Maka dari semua yang telah dipaparkan diatas kemudian berusaha untuk diproyeksikan terhadap produk lain (dalam skala proyek), misal pembangunan infrastruktur nasional antara lain; jalan dan jembatan, pelabuhan dan bandar udara, telekomunikasi, industri strategis nasional, pembangkit listrik dan sebagainya akan memberikan multiplyer efek yang besar sekali terhadap:
1.     Pemberdayaan dan pengembangan industri dalam negeri karena produk-produknya terserap oleh proyek-proyek di atas sehingga akan mendorong KEMANDIRIAN STRUKTUR INDUSTRI NASIONAL dari hulu ke hilir. Tingkat penyerapan produk dalam negeri oleh proyek vital dan strategis nasional dilakukan melalui pengukuran menggunakan metode CAPAIAN TINGKAT KOMPONEN DALAM NEGERI.
2.     Jumlah angka pengangguran karena PHK tidak bertambah, karena hasil produksinya dibeli sehingga pabrik-pabrik bisa terus bertahan.
3.    Menghemat cadangan devisa negara, sebab lebih mengutamakan membeli produk di dalam negeri daripada impor terhadap produk yang sama dari luar negeri.
  
Adapun dampak tidak langsung atau multiplier efek dari ketiga dampak langsung di atas adalah:
1.   Tumbuh dan berkembangnya industri penunjang atau industri-industri komponen yang akan mendukung produksi industri utama atau industri besar.
2.    Berkembangnya kegiatan riset & development untuk mendukung kegiatan industri dalam berproduksi dengan inovasi dan teknologi.
3.    Keberpihakan dan kepercayaan perbankan nasional meningkat, sehingga adanya kemudahan dalam pemberian kredit, terutama UKM.

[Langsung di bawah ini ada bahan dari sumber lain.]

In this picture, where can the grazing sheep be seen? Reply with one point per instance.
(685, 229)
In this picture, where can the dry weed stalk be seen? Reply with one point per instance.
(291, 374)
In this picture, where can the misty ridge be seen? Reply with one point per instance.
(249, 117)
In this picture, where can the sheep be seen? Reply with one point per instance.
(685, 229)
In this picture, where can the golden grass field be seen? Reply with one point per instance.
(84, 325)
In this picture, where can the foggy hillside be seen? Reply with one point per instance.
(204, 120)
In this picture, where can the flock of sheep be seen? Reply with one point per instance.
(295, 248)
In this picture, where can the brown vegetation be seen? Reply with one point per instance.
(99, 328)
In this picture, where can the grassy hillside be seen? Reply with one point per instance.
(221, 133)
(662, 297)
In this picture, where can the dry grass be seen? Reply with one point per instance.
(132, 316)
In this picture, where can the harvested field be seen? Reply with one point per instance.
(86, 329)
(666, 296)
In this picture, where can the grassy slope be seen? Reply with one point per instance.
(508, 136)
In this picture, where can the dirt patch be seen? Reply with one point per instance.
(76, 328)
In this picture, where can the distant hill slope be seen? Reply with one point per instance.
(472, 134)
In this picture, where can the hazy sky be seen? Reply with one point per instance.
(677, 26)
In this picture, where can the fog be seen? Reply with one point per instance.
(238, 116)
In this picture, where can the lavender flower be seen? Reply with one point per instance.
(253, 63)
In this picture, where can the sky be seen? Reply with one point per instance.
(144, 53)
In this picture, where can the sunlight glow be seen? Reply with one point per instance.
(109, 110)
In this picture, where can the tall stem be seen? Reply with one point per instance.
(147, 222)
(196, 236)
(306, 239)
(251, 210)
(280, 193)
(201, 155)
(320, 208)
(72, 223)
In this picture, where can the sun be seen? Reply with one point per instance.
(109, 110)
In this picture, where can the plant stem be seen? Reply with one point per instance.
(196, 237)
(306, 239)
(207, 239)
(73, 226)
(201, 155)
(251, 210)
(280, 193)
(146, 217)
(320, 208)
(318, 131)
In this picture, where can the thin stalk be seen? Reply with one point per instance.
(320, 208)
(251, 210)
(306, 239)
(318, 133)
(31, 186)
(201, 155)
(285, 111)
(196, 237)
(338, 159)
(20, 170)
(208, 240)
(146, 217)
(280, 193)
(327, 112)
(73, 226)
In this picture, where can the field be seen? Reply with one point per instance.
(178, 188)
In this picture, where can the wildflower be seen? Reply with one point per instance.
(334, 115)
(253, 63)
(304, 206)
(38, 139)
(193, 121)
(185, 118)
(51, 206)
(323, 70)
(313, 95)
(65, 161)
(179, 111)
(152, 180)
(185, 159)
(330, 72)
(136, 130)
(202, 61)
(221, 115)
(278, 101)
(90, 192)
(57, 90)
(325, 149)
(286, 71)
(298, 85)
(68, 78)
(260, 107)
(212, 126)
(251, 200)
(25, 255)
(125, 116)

4.    Mendorong pertumbuhan usaha mikro dan menengah akibat peningkatan kebutuhan barang dan jasa nasional.
5.  Terciptanya peluang lapangan kerja baru dari berbagai sektor (manufaktur, perdagangan, transportasi dan telekomunikasi, pendidikan dan pelatihan, entertainment, makanan dan pakaian dll).
6.    Peningkatan perputaran uang di sektor riil di dalam negeri karena tingkat belanja masyarakat meningkat.
7.    Kesejahteraan rakyat meningkat, pendidikan dan pelayanan kesehatan terjangkau.